Lough Leane has upwards of thirty isles, large and small, and as the boat is rowed past Glena shore you see them in all their varied form and colour, from Ross to tiny Mouse Island. It is a fair sight. There is a little bay at the foot of the Toomies where you can land to reach O’Sullivan’s Cascade, one of the greatest of the Killarney waterfalls, not only from its size, but from the peculiar formation of the bed down which it dashes. It really consists of three falls. “The uppermost, passing over a bridge of rocks, falls about 20 feet perpendicularly into a natural basin; then, bursting between two hanging rocks, the torrent hastens down a second precipice into a second receptacle, from which it rolls over into the lowest chamber of the fall. It is about 70 feet high. The roar of the descending water can be heard from afar, and is almost deafening when near. Beneath a projecting rock overhanging the lowest basin is a grotto, with a seat rudely cut in the rock. From this little grotto the view of the cascade is peculiarly beautiful. It appears a continued flight of three foamy stories. The recess is overshadowed by an arch of foliage so thick as to interrupt the admission of light.”
The forest about Toomies is still the haunt of the old red deer of Ireland, and a grand stag hunt is occasionally organized, the cries of the hounds, the shouting of the hunters, the firing of the signalling cannon, combining to awake the mountain echoes for many miles around. It is a cruel sport, though the stag is now, as a rule, saved from death. Yet its gallant attempts to save itself, its struggles to get free from the cordon of enemies around, its agonies of terror as, bounding for refuge to the heights, it is confronted by shouting men, and turned to confront the savage pack, are cruel enough. It leaps from rock to rock and chasm to chasm with sobbing breath and big tears, and plunges into the lake in desperation, to be met by the boats watching for it. Of late years it is set free, but it is not sentimentality to imagine that the grim experience it has passed through will render the life given to it a thing of terror, haunted by the bay of the hounds and the shouts of the hunters.
MOUNTAIN HOMES OF THE KILLARNEY DISTRICT.
CHAPTER VI
THE KILLARNEY FOLK
The people who dwell on the shores of these lovely lakes are a handsome race, tall and finely formed, with clear-cut features and dark and most expressive eyes, often of the Irish grey or deep violet, with long black lashes. Pencilled eyebrows and abundance of dark-brown hair usually accompany these, and that clear complexion which the moist western breezes confer. They love music and dancing, the “boys and girls,” who, meeting on a roadside, only require a merry tune to “foot it away” and forget their cares.

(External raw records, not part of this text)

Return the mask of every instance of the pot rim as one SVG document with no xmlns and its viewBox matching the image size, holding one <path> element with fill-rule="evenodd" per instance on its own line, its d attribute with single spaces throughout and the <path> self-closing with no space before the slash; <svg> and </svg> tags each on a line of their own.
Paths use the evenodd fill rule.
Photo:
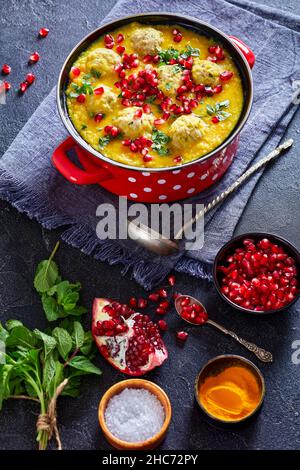
<svg viewBox="0 0 300 470">
<path fill-rule="evenodd" d="M 99 36 L 101 36 L 102 32 L 104 32 L 103 31 L 104 29 L 116 29 L 118 27 L 118 23 L 122 23 L 123 21 L 127 21 L 127 20 L 138 21 L 139 18 L 146 18 L 146 19 L 149 18 L 149 19 L 151 19 L 151 17 L 153 17 L 154 15 L 159 16 L 159 17 L 165 17 L 165 19 L 174 18 L 174 23 L 176 23 L 176 19 L 177 19 L 177 21 L 178 20 L 179 21 L 180 20 L 181 21 L 186 21 L 186 22 L 190 23 L 191 26 L 195 26 L 195 24 L 196 24 L 196 26 L 197 26 L 197 24 L 199 26 L 204 26 L 205 28 L 207 28 L 208 30 L 210 30 L 212 32 L 212 37 L 214 37 L 214 35 L 220 35 L 222 37 L 222 41 L 225 44 L 229 43 L 230 47 L 235 49 L 237 55 L 239 56 L 239 59 L 244 63 L 244 66 L 246 67 L 247 76 L 248 76 L 248 79 L 249 79 L 249 99 L 248 99 L 248 104 L 246 105 L 246 109 L 244 110 L 244 116 L 243 116 L 242 120 L 240 121 L 240 123 L 236 125 L 236 127 L 233 129 L 232 133 L 228 136 L 228 138 L 224 142 L 222 142 L 218 147 L 213 149 L 211 152 L 209 152 L 208 154 L 203 155 L 201 157 L 198 157 L 195 160 L 184 163 L 183 165 L 175 165 L 175 166 L 160 167 L 160 168 L 147 168 L 147 167 L 138 167 L 138 166 L 133 166 L 133 165 L 126 165 L 125 163 L 121 163 L 121 162 L 117 162 L 115 160 L 112 160 L 109 157 L 106 157 L 105 155 L 103 155 L 101 152 L 98 152 L 90 144 L 88 144 L 81 137 L 79 132 L 74 127 L 68 113 L 64 112 L 64 109 L 62 107 L 62 102 L 61 102 L 61 92 L 64 93 L 64 90 L 62 89 L 62 85 L 63 85 L 63 82 L 64 82 L 63 75 L 65 73 L 65 70 L 66 70 L 66 67 L 68 65 L 69 60 L 76 53 L 77 49 L 84 42 L 86 42 L 91 36 L 95 35 L 96 33 L 99 33 Z M 128 23 L 129 23 L 129 21 L 128 21 Z M 138 13 L 138 14 L 135 14 L 135 15 L 123 16 L 121 18 L 118 18 L 117 20 L 113 20 L 113 21 L 110 21 L 108 23 L 105 23 L 105 24 L 101 25 L 99 28 L 96 28 L 95 30 L 93 30 L 92 32 L 87 34 L 83 39 L 81 39 L 81 41 L 79 41 L 76 44 L 76 46 L 73 47 L 73 49 L 68 54 L 66 60 L 64 61 L 63 65 L 61 67 L 61 71 L 59 73 L 58 82 L 57 82 L 56 101 L 57 101 L 58 112 L 59 112 L 59 115 L 61 117 L 61 120 L 62 120 L 65 128 L 67 129 L 69 134 L 73 137 L 73 139 L 75 139 L 75 141 L 81 147 L 83 147 L 84 150 L 86 150 L 88 153 L 92 154 L 94 157 L 98 158 L 99 160 L 102 160 L 102 161 L 104 161 L 104 162 L 106 162 L 110 165 L 116 166 L 118 168 L 123 168 L 123 169 L 126 169 L 126 170 L 137 171 L 137 172 L 160 173 L 160 172 L 166 172 L 166 171 L 181 170 L 182 168 L 188 168 L 188 167 L 198 163 L 200 160 L 201 160 L 201 163 L 202 163 L 202 162 L 208 160 L 209 158 L 211 158 L 212 156 L 216 155 L 217 153 L 221 152 L 222 150 L 224 150 L 231 142 L 233 142 L 233 140 L 235 138 L 238 137 L 239 133 L 241 132 L 241 130 L 243 129 L 244 125 L 247 122 L 247 119 L 249 117 L 249 114 L 250 114 L 250 111 L 251 111 L 251 108 L 252 108 L 252 103 L 253 103 L 253 78 L 252 78 L 251 69 L 249 67 L 249 64 L 248 64 L 246 58 L 244 57 L 244 55 L 242 54 L 240 49 L 236 46 L 236 44 L 234 42 L 232 42 L 230 40 L 230 38 L 225 33 L 223 33 L 223 31 L 221 31 L 220 29 L 218 29 L 214 26 L 211 26 L 209 23 L 207 23 L 205 21 L 198 20 L 197 18 L 194 18 L 192 16 L 183 16 L 183 15 L 175 14 L 175 13 L 154 11 L 154 12 Z"/>
</svg>

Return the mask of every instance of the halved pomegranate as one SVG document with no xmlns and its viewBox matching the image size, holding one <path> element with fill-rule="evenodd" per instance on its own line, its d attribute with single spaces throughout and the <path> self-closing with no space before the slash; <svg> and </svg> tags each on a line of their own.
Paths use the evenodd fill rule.
<svg viewBox="0 0 300 470">
<path fill-rule="evenodd" d="M 102 356 L 127 375 L 144 375 L 168 357 L 157 325 L 126 304 L 95 299 L 92 334 Z"/>
</svg>

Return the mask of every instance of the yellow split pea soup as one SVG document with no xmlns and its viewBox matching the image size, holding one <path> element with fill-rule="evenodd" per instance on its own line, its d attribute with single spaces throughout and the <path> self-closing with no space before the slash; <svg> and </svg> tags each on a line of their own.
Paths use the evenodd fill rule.
<svg viewBox="0 0 300 470">
<path fill-rule="evenodd" d="M 177 26 L 130 23 L 74 62 L 70 118 L 94 149 L 126 165 L 162 168 L 218 147 L 243 107 L 226 49 Z"/>
</svg>

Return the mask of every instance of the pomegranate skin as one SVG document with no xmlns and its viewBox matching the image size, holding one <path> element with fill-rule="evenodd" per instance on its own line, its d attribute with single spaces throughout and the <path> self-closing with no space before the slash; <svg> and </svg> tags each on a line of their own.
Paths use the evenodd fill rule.
<svg viewBox="0 0 300 470">
<path fill-rule="evenodd" d="M 95 298 L 93 303 L 93 319 L 92 319 L 92 335 L 94 341 L 99 349 L 100 354 L 117 370 L 123 374 L 139 377 L 155 367 L 160 366 L 168 357 L 167 349 L 163 343 L 163 340 L 159 334 L 157 325 L 155 325 L 147 315 L 139 312 L 134 312 L 130 307 L 125 306 L 128 310 L 124 313 L 124 306 L 119 304 L 116 310 L 112 310 L 112 316 L 108 311 L 112 304 L 118 304 L 115 301 L 105 298 Z M 110 326 L 111 320 L 120 322 L 123 326 L 125 325 L 126 331 L 119 333 L 118 331 L 106 330 L 106 334 L 99 335 L 99 328 L 103 330 L 103 326 Z M 140 322 L 148 323 L 149 330 L 154 328 L 154 335 L 156 335 L 155 341 L 157 344 L 153 346 L 146 344 L 151 350 L 147 351 L 147 361 L 145 364 L 139 366 L 128 366 L 128 357 L 132 356 L 132 349 L 136 346 L 133 345 L 138 336 L 136 328 Z M 120 326 L 116 327 L 118 330 Z M 150 334 L 147 330 L 146 333 Z M 152 331 L 152 330 L 151 330 Z M 153 336 L 151 333 L 150 336 Z M 138 356 L 138 360 L 140 355 Z"/>
</svg>

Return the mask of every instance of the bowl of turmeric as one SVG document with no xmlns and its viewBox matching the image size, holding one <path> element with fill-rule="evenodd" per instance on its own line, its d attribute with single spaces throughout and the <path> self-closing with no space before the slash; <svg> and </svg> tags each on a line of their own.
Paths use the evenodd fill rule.
<svg viewBox="0 0 300 470">
<path fill-rule="evenodd" d="M 217 356 L 201 369 L 195 382 L 195 397 L 209 418 L 225 424 L 241 423 L 261 407 L 265 382 L 260 370 L 248 359 Z"/>
</svg>

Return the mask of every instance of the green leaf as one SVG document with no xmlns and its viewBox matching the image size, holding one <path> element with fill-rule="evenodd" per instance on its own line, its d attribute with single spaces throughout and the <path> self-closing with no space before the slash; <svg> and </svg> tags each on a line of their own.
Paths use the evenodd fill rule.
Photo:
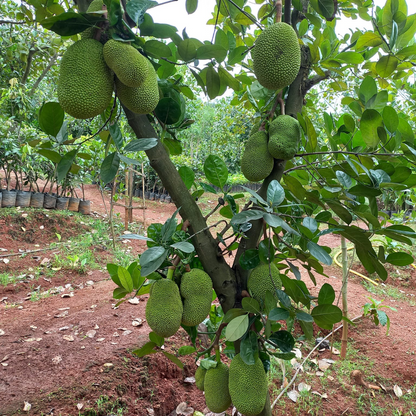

But with all their lightheartedness their standard of duty is very high, and family ties are sacred. Seldom, if ever, is infidelity known among the married, and a certain honour is given to the head of the poorest household. Husband and wife each has a distinct place, which neither would dream of usurping, the husband having the chief, of course. In one case, however, and that a very important one to an Irishman, right of precedence is universally granted to the wife. This is when it happens that she is by birth of a superior tribe to her husband. “I am a MacCarthy; my husband is only a so-and-so,” she will say proudly.
There are many “shealings” around and on the sides of the mountains, where the “mountainy men,” as they are called, cultivate patches of land with a success due to their patient industry. They have hens, a few goats, and perhaps some lean mountain sheep, and all these are liable to visitations from the eagles when rearing their young. Often, too, they have one or two cows of the Kerry breed, which find sweet pickings among the rocks, and give more milk on the scant herbage than the sleek and well-favoured kine of richer counties. This breed is small, with long horns and wild, handsome heads.